A couple comments in response to comments made by others in this chain. My time reference is the 1970s.
I sure hope the sight of a rear end crew change with the outbound guys boarding the front end of the waycar was an exception. There was a high probability of ending up under the waycar when trying to board the front end. Standard practice was for the inbound crew to swing off the rear platform some distance before where the outbound guys were standing so they could then swing onto the rear platform.
Foreign road hacks accumulated at Clyde on a daily basis. There would be a literal rainbow of colors parked on the ice house tracks. I don’t recall the story of a yardmaster deliberately blocking a foreign transfer crew from getting back to their hack but I could see if they had a reputation for tieing things up where a yardmaster might return the favor.

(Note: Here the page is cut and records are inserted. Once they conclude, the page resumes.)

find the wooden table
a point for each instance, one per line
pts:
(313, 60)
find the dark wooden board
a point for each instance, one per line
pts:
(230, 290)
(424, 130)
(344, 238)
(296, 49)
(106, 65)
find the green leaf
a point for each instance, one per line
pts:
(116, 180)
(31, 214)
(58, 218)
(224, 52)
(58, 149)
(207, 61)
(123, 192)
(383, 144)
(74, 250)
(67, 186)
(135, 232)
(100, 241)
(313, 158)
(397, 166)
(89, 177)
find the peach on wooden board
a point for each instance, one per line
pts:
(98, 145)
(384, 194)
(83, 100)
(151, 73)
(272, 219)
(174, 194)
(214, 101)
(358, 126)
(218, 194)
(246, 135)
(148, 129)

The problem with transfers was the very nature of the beast. As a transfer crew your dragging around a lengthy train on a foreign railroad. You’re going to be the last thing moved. All home road moves will go in front of you. It was a daily, constant scene of westbound foreign road transfers backed up on mains 4 and 5 between Union Ave and the Belt bridge. They would literally be parked nose to tail. There might even be a train or two setting down on the Panhandle waiting it’s turn. With 16 hours to work it would be more likely to make this slow, sluggish trip and then get back home caboose light. But with the reduction to 14 and then 12 hours it became much more unlikely to make a round trip under the hours of service.
But this did not necessarily discourage the crews. They would simply contact their mgmt for a cab ride back to their terminal. While waiting there was always the ongoing pocker games in the “D” yard office locker room. Recently departed yardmaster “Twiggy” like to tell the story of having 4-6 card games going on in the locker room. I stopped in once or twice in the way back to the roundhouse with road power and did indeed see a host of characters playing cards. By the way, the crews were still being,paid until they got back to their terminal. Don’t forget back then “tow in time” did not count against the hours of service. Isn’t there a recent book with that title ?
The stranded foreign power would accumulate on the sidetracks behind”D” yard office or at the roundhouse.
I’m sure the same thing was happening to BN crews at foreign yards.
It would be interesting to hear from someone with knowledge of how all this accumulated foreign stuff made its way back home.